What was the final outcome?  What did you learn?

Oh man.  I really did want to be a good boss.  So in the first two instances I took to heart the brave observations of the folks who worked for me.  When an employee (say, someone creating a donation letter or a grant proposal) handed me their work for review I learned to ask them: Did you review how we handled this same project last year? Was it successful last time? Do you clearly understand the expected outcomes this year? Have you asked a peer to review this document for clarity and grammar? Do you believe this is a finished product? THEN, I reviewed the work, carefully asking myself “Do I really need to change anything?” or can I admit that, even though it’s not exactly the words I’d use, I can confidently say to this trusted, valuable team member “Good job. Thanks.”

And in all three instances I came to realize that saying you trust someone, and giving praise and having all the good intentions of an open door, and inclusive decision making, being supportive, etc. does not alone a-good-boss-make; does not loyalty-and-productivity-engender.
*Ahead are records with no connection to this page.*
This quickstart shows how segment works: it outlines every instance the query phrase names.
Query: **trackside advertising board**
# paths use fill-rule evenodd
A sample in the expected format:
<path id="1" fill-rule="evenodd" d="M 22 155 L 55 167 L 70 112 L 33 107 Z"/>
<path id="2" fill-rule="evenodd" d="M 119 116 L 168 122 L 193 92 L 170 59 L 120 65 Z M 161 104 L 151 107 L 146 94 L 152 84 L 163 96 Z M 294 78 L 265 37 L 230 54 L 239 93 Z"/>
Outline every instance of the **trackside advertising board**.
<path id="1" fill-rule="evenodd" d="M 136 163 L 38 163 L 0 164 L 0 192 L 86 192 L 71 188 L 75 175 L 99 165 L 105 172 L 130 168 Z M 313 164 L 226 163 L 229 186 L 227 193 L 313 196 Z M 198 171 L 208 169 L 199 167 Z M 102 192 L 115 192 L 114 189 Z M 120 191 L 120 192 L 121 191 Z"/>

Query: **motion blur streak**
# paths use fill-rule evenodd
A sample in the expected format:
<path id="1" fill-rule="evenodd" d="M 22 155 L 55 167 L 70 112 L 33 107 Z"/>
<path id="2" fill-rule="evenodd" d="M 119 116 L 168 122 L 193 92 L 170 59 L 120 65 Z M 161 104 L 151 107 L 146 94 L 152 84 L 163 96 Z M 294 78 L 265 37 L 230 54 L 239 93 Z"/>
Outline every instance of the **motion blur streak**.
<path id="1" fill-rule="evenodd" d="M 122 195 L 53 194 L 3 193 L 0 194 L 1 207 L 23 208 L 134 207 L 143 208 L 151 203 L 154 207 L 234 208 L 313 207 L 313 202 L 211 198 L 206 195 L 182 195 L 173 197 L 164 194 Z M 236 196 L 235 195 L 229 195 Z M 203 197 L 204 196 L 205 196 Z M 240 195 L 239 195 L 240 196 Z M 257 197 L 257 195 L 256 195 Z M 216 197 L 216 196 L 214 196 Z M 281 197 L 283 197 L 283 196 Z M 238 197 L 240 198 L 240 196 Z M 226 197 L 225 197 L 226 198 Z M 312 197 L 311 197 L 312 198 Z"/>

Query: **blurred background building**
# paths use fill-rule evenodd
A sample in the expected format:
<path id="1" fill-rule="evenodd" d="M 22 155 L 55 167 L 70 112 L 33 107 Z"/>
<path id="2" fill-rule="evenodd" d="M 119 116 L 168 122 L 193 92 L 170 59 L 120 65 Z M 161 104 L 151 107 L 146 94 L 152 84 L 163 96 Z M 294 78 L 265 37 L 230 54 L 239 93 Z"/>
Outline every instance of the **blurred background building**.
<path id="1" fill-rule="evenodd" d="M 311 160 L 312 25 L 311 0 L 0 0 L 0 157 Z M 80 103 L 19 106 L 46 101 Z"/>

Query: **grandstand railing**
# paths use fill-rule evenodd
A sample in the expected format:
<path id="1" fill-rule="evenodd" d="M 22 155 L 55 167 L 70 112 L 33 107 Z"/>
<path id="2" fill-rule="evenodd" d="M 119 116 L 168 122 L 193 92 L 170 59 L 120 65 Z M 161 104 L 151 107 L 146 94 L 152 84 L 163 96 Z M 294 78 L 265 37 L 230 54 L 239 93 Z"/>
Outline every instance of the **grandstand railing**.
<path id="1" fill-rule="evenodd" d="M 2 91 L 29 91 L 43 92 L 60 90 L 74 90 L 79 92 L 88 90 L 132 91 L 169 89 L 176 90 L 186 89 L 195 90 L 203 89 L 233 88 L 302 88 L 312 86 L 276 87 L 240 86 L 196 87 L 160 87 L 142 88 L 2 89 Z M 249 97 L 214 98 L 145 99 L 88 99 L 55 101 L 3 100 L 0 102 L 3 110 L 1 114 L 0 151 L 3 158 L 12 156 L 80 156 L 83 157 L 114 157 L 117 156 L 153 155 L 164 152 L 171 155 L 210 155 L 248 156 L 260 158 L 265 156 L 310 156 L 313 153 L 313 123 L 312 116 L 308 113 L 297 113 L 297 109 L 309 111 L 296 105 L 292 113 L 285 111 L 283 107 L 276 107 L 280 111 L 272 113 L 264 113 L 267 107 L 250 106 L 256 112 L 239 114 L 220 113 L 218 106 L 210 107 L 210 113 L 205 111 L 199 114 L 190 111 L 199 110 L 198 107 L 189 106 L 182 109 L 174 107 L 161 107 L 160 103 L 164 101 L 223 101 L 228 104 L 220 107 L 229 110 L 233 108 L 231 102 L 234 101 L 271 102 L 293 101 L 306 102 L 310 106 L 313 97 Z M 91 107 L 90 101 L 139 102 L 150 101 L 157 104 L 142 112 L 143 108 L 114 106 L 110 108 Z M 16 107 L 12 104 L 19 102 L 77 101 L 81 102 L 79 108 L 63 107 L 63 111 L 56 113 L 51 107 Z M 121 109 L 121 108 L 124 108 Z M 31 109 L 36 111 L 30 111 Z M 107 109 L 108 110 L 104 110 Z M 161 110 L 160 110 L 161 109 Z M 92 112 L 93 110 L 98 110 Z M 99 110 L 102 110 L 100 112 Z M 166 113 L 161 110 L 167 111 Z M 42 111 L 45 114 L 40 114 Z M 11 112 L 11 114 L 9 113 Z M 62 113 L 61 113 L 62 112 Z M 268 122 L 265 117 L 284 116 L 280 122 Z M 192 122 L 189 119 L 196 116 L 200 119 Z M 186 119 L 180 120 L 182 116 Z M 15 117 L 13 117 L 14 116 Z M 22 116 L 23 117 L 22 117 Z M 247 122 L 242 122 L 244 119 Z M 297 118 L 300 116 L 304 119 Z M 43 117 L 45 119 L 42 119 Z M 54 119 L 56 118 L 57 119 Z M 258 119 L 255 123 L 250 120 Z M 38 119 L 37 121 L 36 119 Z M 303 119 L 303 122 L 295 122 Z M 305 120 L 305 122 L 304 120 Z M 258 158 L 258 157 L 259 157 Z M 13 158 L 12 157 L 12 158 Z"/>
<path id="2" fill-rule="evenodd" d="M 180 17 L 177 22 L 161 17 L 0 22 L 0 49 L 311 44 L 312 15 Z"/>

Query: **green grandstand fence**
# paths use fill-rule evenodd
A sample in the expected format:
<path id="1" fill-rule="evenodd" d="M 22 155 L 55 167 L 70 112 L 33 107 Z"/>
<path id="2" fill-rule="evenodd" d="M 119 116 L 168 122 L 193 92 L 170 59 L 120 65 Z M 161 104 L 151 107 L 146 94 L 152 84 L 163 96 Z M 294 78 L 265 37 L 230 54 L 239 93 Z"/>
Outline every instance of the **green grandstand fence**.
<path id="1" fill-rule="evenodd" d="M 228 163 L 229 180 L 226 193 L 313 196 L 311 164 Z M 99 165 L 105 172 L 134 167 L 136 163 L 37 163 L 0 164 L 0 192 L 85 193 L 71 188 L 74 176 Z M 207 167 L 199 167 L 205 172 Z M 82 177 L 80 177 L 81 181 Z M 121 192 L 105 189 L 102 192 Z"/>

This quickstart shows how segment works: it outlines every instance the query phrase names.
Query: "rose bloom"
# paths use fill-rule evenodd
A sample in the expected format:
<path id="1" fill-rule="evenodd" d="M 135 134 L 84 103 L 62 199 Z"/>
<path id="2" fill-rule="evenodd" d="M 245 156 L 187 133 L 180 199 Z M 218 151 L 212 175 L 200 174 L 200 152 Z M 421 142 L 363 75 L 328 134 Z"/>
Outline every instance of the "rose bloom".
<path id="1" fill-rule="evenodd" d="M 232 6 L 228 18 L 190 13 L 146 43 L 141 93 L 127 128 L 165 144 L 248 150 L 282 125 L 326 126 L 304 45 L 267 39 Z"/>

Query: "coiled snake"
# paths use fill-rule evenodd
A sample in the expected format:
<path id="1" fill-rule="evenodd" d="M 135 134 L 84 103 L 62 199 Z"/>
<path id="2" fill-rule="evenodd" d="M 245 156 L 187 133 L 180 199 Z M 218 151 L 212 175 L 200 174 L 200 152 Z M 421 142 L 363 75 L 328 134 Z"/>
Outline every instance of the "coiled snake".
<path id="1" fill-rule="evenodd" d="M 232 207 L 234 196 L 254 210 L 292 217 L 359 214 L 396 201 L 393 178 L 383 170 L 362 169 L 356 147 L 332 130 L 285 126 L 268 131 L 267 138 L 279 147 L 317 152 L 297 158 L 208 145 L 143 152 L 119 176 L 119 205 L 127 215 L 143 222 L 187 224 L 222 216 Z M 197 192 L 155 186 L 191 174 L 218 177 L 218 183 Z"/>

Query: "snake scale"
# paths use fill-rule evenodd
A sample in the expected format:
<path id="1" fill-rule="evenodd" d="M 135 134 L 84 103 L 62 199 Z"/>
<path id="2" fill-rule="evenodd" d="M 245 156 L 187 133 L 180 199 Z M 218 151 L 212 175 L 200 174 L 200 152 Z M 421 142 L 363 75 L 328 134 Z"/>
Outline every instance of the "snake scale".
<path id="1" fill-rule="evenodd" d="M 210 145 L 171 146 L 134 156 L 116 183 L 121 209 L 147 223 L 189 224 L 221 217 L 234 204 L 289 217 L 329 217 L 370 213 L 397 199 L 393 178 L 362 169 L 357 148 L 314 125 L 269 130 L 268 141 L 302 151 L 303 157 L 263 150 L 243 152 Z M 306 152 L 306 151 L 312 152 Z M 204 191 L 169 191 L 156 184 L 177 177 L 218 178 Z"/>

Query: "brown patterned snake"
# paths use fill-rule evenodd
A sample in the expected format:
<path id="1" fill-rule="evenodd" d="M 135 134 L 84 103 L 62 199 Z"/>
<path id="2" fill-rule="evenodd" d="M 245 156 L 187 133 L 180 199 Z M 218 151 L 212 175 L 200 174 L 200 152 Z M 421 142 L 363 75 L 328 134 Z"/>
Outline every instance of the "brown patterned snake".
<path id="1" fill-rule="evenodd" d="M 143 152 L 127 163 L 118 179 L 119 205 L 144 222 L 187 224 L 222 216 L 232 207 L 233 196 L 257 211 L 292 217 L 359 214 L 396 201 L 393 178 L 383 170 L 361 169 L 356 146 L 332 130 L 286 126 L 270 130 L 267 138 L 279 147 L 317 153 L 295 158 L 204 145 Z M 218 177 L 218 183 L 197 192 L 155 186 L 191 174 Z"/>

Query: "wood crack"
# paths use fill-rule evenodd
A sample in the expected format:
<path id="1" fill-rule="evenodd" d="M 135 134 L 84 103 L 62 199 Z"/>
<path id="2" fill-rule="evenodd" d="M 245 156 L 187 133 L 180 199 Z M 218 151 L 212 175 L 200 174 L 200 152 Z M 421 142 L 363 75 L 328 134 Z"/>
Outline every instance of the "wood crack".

Action is what demonstrates to the team your commitment to them, the organization and your community.  I took actions that demonstrated to staff that they could trust me and rely on me.  I took action to listen more, to plan in advance (with their workloads in mind), to find agreement in clear goals and outcomes and to recognize that individual expressions of the same idea are worthy. I took action to put the right person on the right seat on the right bus.

Work life got better… for everybody.